Zhong Wei, Li Qiong, Sun Qian, Zhang Wenliang, Zhang Jiayang, Sun Xinguo, Yin Xinmin, Zhang Xiang, Zhou Zhanxiang
Center for Translational Biomedical Research and.
Center for Translational Biomedical Research and Department of Nutrition, University of North Carolina at Greensboro, North Carolina Research Campus, Kannapolis, NC; and.
J Nutr. 2015 Dec;145(12):2690-8. doi: 10.3945/jn.115.216093. Epub 2015 Oct 14.
Zinc deficiency has been well documented in alcoholic liver disease.
This study was undertaken to determine whether dietary zinc supplementation provides beneficial effects in treating alcohol-induced gut leakiness and endotoxemia.
Male Sprague Dawley rats were divided into 3 groups and pair-fed (PF) Lieber-DeCarli liquid diet for 8 wk: 1) control (PF); 2) alcohol-fed (AF; 5.00-5.42% wt:vol ethanol); and 3) AF with zinc supplementation (AF/Zn) at 220 ppm zinc sulfate heptahydrate. The PF and AF/Zn groups were pair-fed with the AF group. Hepatic inflammation and endotoxin signaling were determined by immunofluorescence and quantitative polymerase chain reaction (qPCR).
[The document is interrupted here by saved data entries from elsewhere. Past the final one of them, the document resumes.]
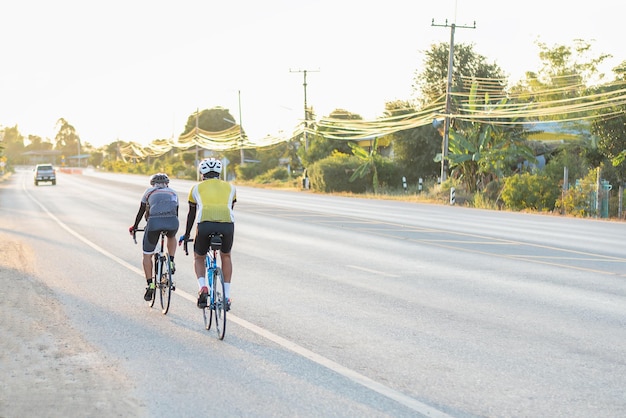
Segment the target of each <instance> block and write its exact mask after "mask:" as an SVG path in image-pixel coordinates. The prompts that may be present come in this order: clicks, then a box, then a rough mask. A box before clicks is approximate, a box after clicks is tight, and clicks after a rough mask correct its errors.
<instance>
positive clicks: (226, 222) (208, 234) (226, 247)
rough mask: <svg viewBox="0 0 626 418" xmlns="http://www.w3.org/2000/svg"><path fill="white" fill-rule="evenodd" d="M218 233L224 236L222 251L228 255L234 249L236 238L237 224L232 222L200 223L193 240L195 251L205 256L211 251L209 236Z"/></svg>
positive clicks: (202, 222) (206, 222) (222, 251)
mask: <svg viewBox="0 0 626 418" xmlns="http://www.w3.org/2000/svg"><path fill="white" fill-rule="evenodd" d="M216 233H220V234H222V235H223V238H222V249H221V251H222V252H223V253H225V254H228V253H229V252H230V250H231V249H232V248H233V239H234V237H235V224H234V223H232V222H200V223H199V224H198V226H197V228H196V237H195V238H194V240H193V251H194V252H195V253H196V254H198V255H205V254H206V253H207V251H209V235H211V234H216Z"/></svg>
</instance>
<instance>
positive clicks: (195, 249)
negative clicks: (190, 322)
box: [182, 158, 237, 310]
mask: <svg viewBox="0 0 626 418" xmlns="http://www.w3.org/2000/svg"><path fill="white" fill-rule="evenodd" d="M198 171H199V172H200V174H201V175H202V181H201V182H200V183H198V184H196V185H195V186H193V187H192V188H191V190H190V191H189V199H188V200H189V213H188V214H187V227H186V228H185V235H184V237H183V238H182V239H184V240H185V241H187V240H189V235H190V233H191V229H192V228H193V224H194V220H195V223H196V224H197V227H196V237H195V238H194V241H193V253H194V254H193V258H194V271H195V273H196V277H197V278H198V288H199V289H200V290H199V291H198V303H197V305H198V308H201V309H202V308H205V307H206V306H207V296H208V293H209V289H208V287H207V286H208V283H206V277H205V272H206V270H205V261H204V260H205V256H206V253H207V251H208V250H209V235H210V234H212V233H221V234H222V235H223V238H222V249H221V251H220V256H221V261H222V272H223V273H224V292H225V295H224V296H225V297H226V300H227V305H226V310H229V309H230V280H231V277H232V274H233V265H232V260H231V257H230V252H231V249H232V247H233V238H234V235H235V218H234V215H233V209H234V207H235V202H236V201H237V192H236V189H235V186H233V185H232V184H230V183H228V182H227V181H224V180H221V179H220V174H221V173H222V162H221V161H220V160H217V159H215V158H209V159H206V160H203V161H201V162H200V164H199V165H198Z"/></svg>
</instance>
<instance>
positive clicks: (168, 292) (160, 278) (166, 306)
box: [158, 256, 172, 315]
mask: <svg viewBox="0 0 626 418" xmlns="http://www.w3.org/2000/svg"><path fill="white" fill-rule="evenodd" d="M158 288H159V295H160V296H159V297H160V299H161V312H162V313H163V315H165V314H167V312H168V311H169V309H170V300H171V298H172V271H171V270H170V263H169V259H168V257H167V256H166V257H165V259H162V260H161V277H160V278H159V283H158Z"/></svg>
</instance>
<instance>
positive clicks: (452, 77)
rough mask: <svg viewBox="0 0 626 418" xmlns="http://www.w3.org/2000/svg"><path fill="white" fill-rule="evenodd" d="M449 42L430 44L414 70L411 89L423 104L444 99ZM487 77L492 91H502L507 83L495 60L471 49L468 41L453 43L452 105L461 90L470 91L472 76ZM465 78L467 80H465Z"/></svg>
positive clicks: (448, 53)
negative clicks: (468, 80) (412, 80)
mask: <svg viewBox="0 0 626 418" xmlns="http://www.w3.org/2000/svg"><path fill="white" fill-rule="evenodd" d="M449 56H450V45H449V44H448V43H445V42H443V43H439V44H433V45H431V47H430V49H429V50H427V51H426V52H425V58H424V63H423V65H422V70H421V71H420V72H418V73H416V74H415V78H414V84H413V90H414V91H415V92H416V93H417V97H418V98H419V101H420V103H421V105H422V107H425V106H426V107H427V106H430V105H432V104H433V103H436V102H442V101H445V96H446V90H447V84H448V60H449ZM475 79H479V80H480V79H490V80H493V81H492V85H491V94H492V95H501V93H503V92H504V90H505V87H506V77H505V75H504V73H503V72H502V69H501V68H500V67H499V66H498V65H497V64H495V63H490V62H488V60H487V58H486V57H485V56H483V55H480V54H478V53H477V52H475V51H474V47H473V46H472V45H468V44H463V43H459V44H455V45H454V68H453V73H452V91H451V93H452V109H455V108H456V103H457V102H458V100H457V99H456V97H462V96H463V94H464V93H469V90H470V86H471V85H470V84H471V80H475ZM468 80H469V81H470V82H468Z"/></svg>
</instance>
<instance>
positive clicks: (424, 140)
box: [385, 100, 441, 183]
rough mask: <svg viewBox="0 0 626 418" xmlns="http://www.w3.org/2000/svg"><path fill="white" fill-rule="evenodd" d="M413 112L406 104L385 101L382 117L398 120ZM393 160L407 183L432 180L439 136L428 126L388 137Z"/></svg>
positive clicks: (432, 128)
mask: <svg viewBox="0 0 626 418" xmlns="http://www.w3.org/2000/svg"><path fill="white" fill-rule="evenodd" d="M413 113H415V109H414V108H413V106H412V105H411V104H410V103H408V102H406V101H401V100H399V101H394V102H388V103H387V104H386V105H385V117H388V118H391V117H401V116H402V115H411V114H413ZM391 142H392V145H393V160H394V162H395V163H396V164H397V166H398V169H399V170H400V172H401V173H402V175H403V176H405V177H406V178H407V181H408V182H410V183H416V182H417V181H418V179H419V178H420V177H421V178H429V177H433V178H436V177H437V175H438V174H439V164H437V163H436V162H435V161H434V159H435V155H437V153H438V152H441V136H440V135H439V133H438V132H437V130H436V129H435V128H433V126H432V125H431V124H428V125H425V126H419V127H417V128H411V129H406V130H403V131H399V132H395V133H393V134H391Z"/></svg>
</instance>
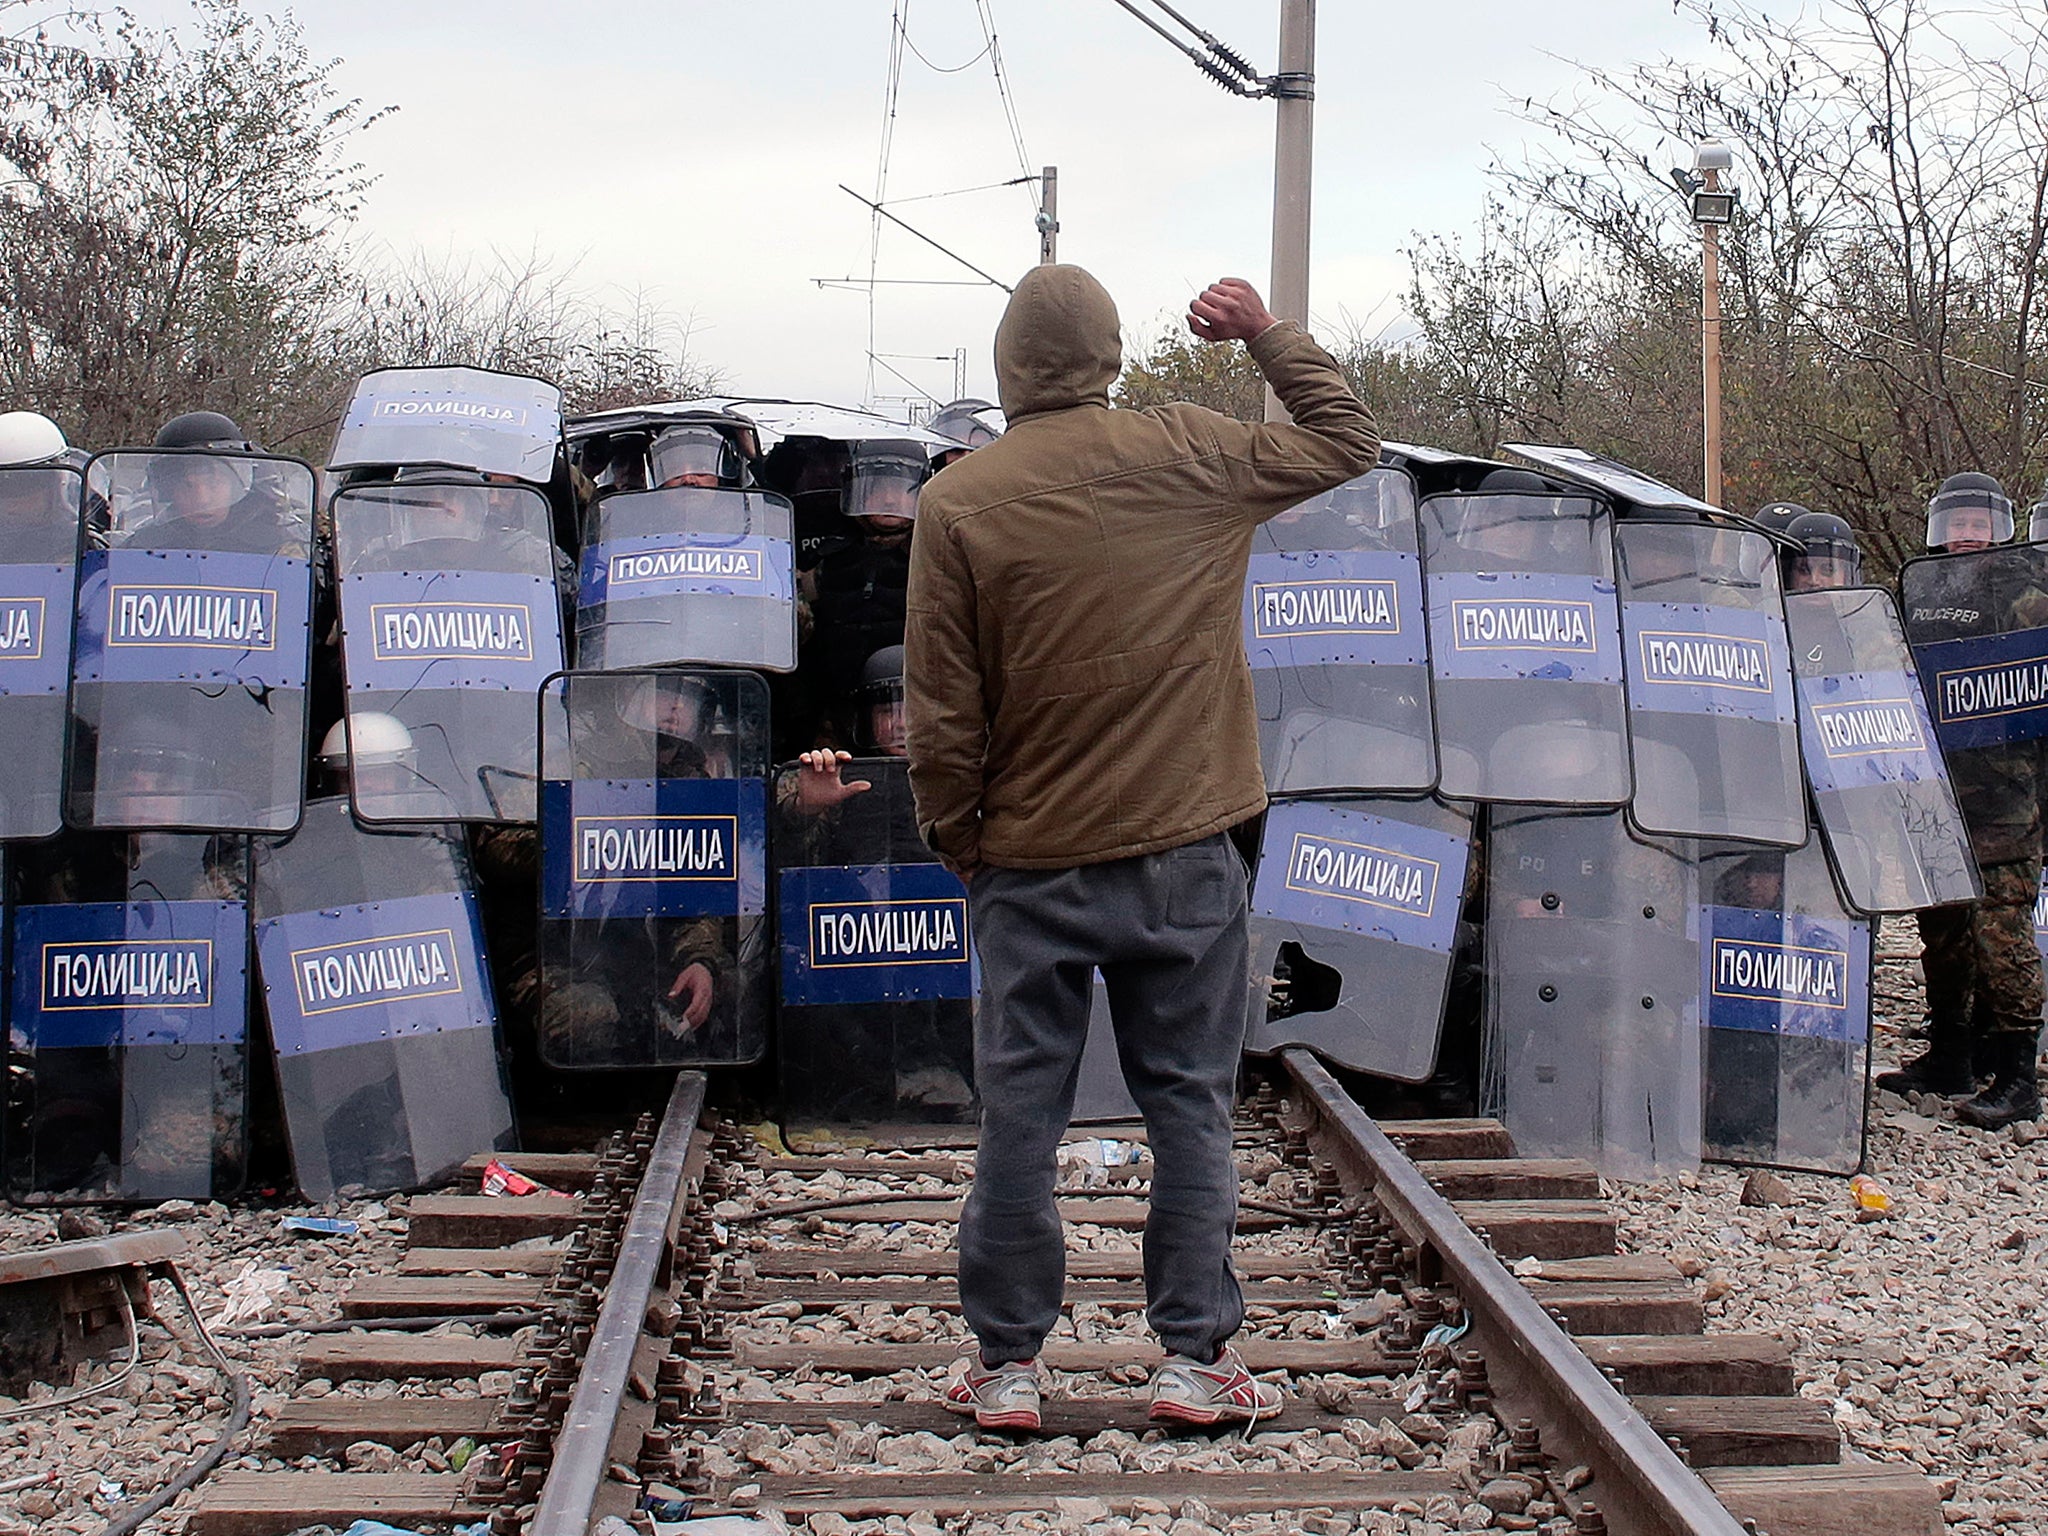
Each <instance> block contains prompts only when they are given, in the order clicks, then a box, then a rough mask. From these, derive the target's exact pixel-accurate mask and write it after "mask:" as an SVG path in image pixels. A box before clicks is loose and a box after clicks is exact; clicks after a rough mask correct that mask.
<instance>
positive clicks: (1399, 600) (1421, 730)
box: [1243, 469, 1436, 795]
mask: <svg viewBox="0 0 2048 1536" xmlns="http://www.w3.org/2000/svg"><path fill="white" fill-rule="evenodd" d="M1243 627H1245V659H1247V662H1249V664H1251V686H1253V694H1255V698H1257V711H1260V760H1262V762H1264V764H1266V788H1268V793H1272V795H1309V793H1319V791H1389V793H1401V791H1409V793H1421V791H1427V788H1432V786H1434V784H1436V735H1434V725H1432V705H1430V647H1427V635H1425V631H1427V625H1425V618H1423V596H1421V555H1419V547H1417V526H1415V481H1413V479H1409V475H1407V473H1403V471H1399V469H1374V471H1372V473H1370V475H1362V477H1358V479H1354V481H1350V483H1346V485H1339V487H1337V489H1333V492H1325V494H1323V496H1315V498H1311V500H1307V502H1303V504H1300V506H1292V508H1288V510H1286V512H1282V514H1280V516H1276V518H1272V520H1270V522H1264V524H1262V526H1260V528H1257V532H1255V537H1253V543H1251V565H1249V571H1247V580H1245V612H1243Z"/></svg>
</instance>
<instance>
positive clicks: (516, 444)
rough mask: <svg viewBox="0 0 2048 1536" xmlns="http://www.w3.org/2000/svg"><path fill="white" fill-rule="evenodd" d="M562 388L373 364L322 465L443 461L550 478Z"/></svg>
mask: <svg viewBox="0 0 2048 1536" xmlns="http://www.w3.org/2000/svg"><path fill="white" fill-rule="evenodd" d="M559 446H561V391H559V389H557V387H555V385H551V383H545V381H541V379H528V377H524V375H516V373H489V371H485V369H379V371H377V373H367V375H362V379H360V381H358V383H356V393H354V395H352V397H350V401H348V410H346V412H344V414H342V430H340V432H338V434H336V438H334V451H332V453H330V455H328V469H367V467H373V465H446V467H449V469H481V471H483V473H489V475H514V477H518V479H522V481H526V483H530V485H547V483H549V481H551V479H553V477H555V453H557V449H559Z"/></svg>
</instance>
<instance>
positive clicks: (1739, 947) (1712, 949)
mask: <svg viewBox="0 0 2048 1536" xmlns="http://www.w3.org/2000/svg"><path fill="white" fill-rule="evenodd" d="M1698 891H1700V920H1698V924H1700V1028H1702V1034H1704V1040H1702V1044H1704V1053H1706V1059H1704V1069H1702V1071H1704V1106H1702V1143H1704V1153H1706V1155H1708V1157H1712V1159H1716V1161H1726V1163H1772V1165H1778V1167H1804V1169H1817V1171H1823V1174H1853V1171H1855V1169H1858V1167H1860V1165H1862V1161H1864V1098H1866V1087H1868V1077H1870V924H1868V922H1866V920H1862V918H1851V915H1849V911H1847V909H1845V907H1843V905H1841V897H1839V895H1837V891H1835V881H1833V877H1831V874H1829V868H1827V858H1825V856H1823V852H1821V850H1819V848H1817V846H1812V844H1808V846H1806V848H1798V850H1792V852H1780V850H1757V848H1735V846H1731V844H1702V846H1700V883H1698Z"/></svg>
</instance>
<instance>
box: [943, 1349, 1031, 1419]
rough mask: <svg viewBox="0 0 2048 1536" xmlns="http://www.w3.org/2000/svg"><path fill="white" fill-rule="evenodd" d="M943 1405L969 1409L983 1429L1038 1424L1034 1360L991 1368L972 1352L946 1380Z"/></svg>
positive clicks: (979, 1357) (956, 1367) (952, 1372)
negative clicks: (974, 1415) (944, 1397)
mask: <svg viewBox="0 0 2048 1536" xmlns="http://www.w3.org/2000/svg"><path fill="white" fill-rule="evenodd" d="M946 1407H948V1409H952V1411H954V1413H973V1415H975V1423H979V1425H981V1427H983V1430H1036V1427H1038V1362H1036V1360H1010V1362H1006V1364H1001V1366H995V1368H993V1370H991V1368H989V1366H983V1364H981V1354H979V1352H973V1354H969V1356H967V1358H965V1360H961V1364H958V1366H956V1368H954V1372H952V1380H950V1382H948V1384H946Z"/></svg>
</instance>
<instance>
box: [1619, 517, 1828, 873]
mask: <svg viewBox="0 0 2048 1536" xmlns="http://www.w3.org/2000/svg"><path fill="white" fill-rule="evenodd" d="M1614 539H1616V551H1618V567H1620V592H1622V641H1624V655H1626V674H1628V748H1630V754H1632V762H1634V778H1636V793H1634V799H1632V801H1630V805H1628V817H1630V821H1632V823H1634V825H1636V827H1640V829H1642V831H1649V834H1657V836H1690V838H1735V840H1741V842H1765V844H1778V846H1784V848H1792V846H1796V844H1800V842H1804V840H1806V788H1804V784H1802V782H1800V762H1798V723H1796V719H1794V711H1792V666H1790V655H1788V651H1790V643H1788V641H1786V618H1784V600H1782V598H1780V592H1778V559H1776V549H1774V545H1772V541H1769V539H1765V537H1763V535H1761V532H1749V530H1745V528H1726V526H1720V524H1712V522H1626V520H1624V522H1622V524H1620V526H1618V528H1616V532H1614Z"/></svg>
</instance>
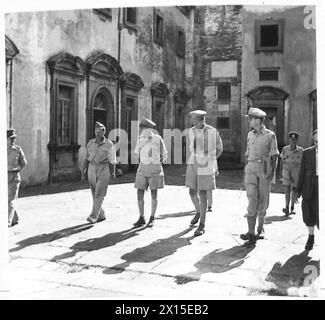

Alterations in intestinal tight junctions and aldehyde dehydrogenases were assessed by qPCR and Western blot analysis.
The AF rats had greater macrophage activation and cytokine production (P < 0.05) in the liver compared with the PF rats, whereas the AF/Zn rats showed no significant differences (P > 0.05). Plasma endotoxin concentrations of the AF rats were 136% greater than those of the PF rats, whereas the AF/Zn rats did not differ from the PF rats. Ileal permeability was 255% greater in the AF rats and 19% greater in the AF/Zn rats than in the PF rats. The AF group had reduced intestinal claudin-1, occludin, and zona occludens-1 (ZO-1) expression, and the AF/Zn group had upregulated claudin-1 and ZO-1 expression (P < 0.05) compared with the PF group. The intestinal epithelial expression and activity of aldehyde dehydrogenases were elevated (P < 0.05) in the AF/Zn rats compared with those of the AF rats. Furthermore, the ileal expression and function of hepatocyte nuclear factor 4α, which was impaired in the AF group, was significantly elevated in the AF/Zn group compared with the PF group.
The results demonstrate that attenuating hepatic endotoxin signaling by preserving the intestinal barrier contributes to the protective effect of zinc on alcohol-induced steatohepatitis in rats.
锌缺乏在酒精性肝病中已有充分记载。
本研究旨在确定膳食补充锌是否对治疗酒精诱导的肠道渗漏和内毒素血症具有有益作用。
将雄性Sprague Dawley大鼠分为3组,用Lieber-DeCarli液体饲料配对喂养(PF)8周:1)对照组(PF);2)酒精喂养组(AF;5.00 - 5.42%重量/体积乙醇);3)补充锌的酒精喂养组(AF/Zn),添加七水硫酸锌220 ppm。PF组和AF/Zn组与AF组配对喂养。通过免疫荧光和定量聚合酶链反应(qPCR)测定肝脏炎症和内毒素信号传导。通过qPCR和蛋白质印迹分析评估肠道紧密连接和醛脱氢酶的变化。
与PF大鼠相比,AF大鼠肝脏中的巨噬细胞活化和细胞因子产生更多(P < 0.05),而AF/Zn大鼠无显著差异(P > 0.05)。AF大鼠的血浆内毒素浓度比PF大鼠高136%,而AF/Zn大鼠与PF大鼠无差异。AF大鼠的回肠通透性比PF大鼠高255%,AF/Zn大鼠比PF大鼠高19%。AF组的肠道闭合蛋白-1、闭合蛋白和紧密连接蛋白-1(ZO-1)表达降低,与PF组相比,AF/Zn组的闭合蛋白-1和ZO-1表达上调(P < 0.05)。与AF大鼠相比,AF/Zn大鼠的肠道上皮醛脱氢酶表达和活性升高(P < 0.05)。此外,与PF组相比,AF/Zn组中AF组受损的肝细胞核因子4α的回肠表达和功能显著升高。
结果表明,通过维持肠道屏障减弱肝脏内毒素信号传导有助于锌对大鼠酒精性脂肪性肝炎的保护作用。